Sur les conclusions aux fins de suspension :
2. Aux termes de l'article L. 521-1 du code de justice administrative : " Quand une décision administrative, même de rejet, fait l'objet d'une requête en annulation ou en réformation, le juge des référés, saisi d'une demande en ce sens, peut ordonner la suspension de l'exécution de cette décision, ou de certains de ses effets, lorsque l'urgence le justifie et qu'il est fait état d'un moyen propre à créer, en l'état de l'instruction, un doute sérieux quant à la légalité de la décision. () ".

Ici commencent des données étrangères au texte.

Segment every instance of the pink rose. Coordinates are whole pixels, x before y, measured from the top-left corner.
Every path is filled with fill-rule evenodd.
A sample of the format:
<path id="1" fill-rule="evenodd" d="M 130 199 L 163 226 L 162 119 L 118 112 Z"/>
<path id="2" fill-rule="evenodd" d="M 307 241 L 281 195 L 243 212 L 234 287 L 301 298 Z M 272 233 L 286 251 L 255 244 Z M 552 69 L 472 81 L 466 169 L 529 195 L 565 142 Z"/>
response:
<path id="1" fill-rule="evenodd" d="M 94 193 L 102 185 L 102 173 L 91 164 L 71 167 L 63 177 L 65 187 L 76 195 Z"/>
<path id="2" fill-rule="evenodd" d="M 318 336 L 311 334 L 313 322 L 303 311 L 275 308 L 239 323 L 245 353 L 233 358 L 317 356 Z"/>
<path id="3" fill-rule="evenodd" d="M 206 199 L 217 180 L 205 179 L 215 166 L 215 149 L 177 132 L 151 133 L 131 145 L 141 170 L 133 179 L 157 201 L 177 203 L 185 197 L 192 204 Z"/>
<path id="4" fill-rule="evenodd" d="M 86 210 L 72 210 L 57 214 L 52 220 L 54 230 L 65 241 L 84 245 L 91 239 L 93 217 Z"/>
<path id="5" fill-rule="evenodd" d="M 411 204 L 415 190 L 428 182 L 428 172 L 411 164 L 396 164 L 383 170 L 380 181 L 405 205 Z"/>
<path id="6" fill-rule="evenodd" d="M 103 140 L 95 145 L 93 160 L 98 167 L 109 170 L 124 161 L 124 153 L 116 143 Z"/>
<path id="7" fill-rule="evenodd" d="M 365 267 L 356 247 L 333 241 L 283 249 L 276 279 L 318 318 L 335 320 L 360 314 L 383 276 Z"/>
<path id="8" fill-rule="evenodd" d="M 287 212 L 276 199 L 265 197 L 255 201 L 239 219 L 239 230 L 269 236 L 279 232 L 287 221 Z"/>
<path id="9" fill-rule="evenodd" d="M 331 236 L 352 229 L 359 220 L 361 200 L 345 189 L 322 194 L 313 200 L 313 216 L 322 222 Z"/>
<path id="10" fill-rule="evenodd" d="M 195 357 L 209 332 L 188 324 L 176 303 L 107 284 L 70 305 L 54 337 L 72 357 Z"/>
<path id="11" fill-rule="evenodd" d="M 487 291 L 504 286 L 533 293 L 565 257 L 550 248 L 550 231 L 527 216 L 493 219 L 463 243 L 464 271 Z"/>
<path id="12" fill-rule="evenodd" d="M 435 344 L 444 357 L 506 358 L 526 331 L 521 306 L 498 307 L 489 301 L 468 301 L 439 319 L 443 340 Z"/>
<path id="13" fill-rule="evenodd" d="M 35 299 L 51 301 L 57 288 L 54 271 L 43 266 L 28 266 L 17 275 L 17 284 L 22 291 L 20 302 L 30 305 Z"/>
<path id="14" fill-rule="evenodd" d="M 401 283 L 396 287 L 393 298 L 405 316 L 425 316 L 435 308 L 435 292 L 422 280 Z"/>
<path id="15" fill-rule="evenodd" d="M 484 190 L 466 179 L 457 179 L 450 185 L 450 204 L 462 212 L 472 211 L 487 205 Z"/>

3. En l'état de l'instruction, aucun des moyens invoqués par la SARL Koko Beach n'est de nature à faire naître un doute sérieux quant à la légalité de l'arrêté du 16 novembre 2023 par lequel le préfet de la Martinique a prononcé la fermeture administrative temporaire de l'établissement " Koko Beach " pour une durée de six mois. Par suite, et sans qu'il soit besoin de se prononcer sur la condition de l'urgence, les conclusions de la SARL Koko Beach aux fins de suspension de l'arrêté contesté doivent être rejetées.
Sur les conclusions relatives aux frais d'instance :
4. Les dispositions de l'article L. 761-1 du code de justice administrative font obstacle à ce que soit mise à la charge de l'Etat, qui n'est pas la partie perdante dans la présente instance, la somme réclamée par la SARL Koko Beach au titre des frais exposés et non compris dans les dépens.
O R D O N N E :
Article 1er : La requête de la SARL Koko Beach est rejetée.
Article 2 : La présente ordonnance sera notifiée à la SARL Koko Beach et au préfet de la Martinique.
Fait à Schoelcher, le 1er février 2024.
Le président du tribunal,
Juge des référés
J-M A
La République mande et ordonne au préfet de la Martinique en ce qui le concerne ou à tous commissaires de justice à ce requis en ce qui concerne les voies de droit commun contre les parties privées, de pourvoir à l'exécution de la présente décision.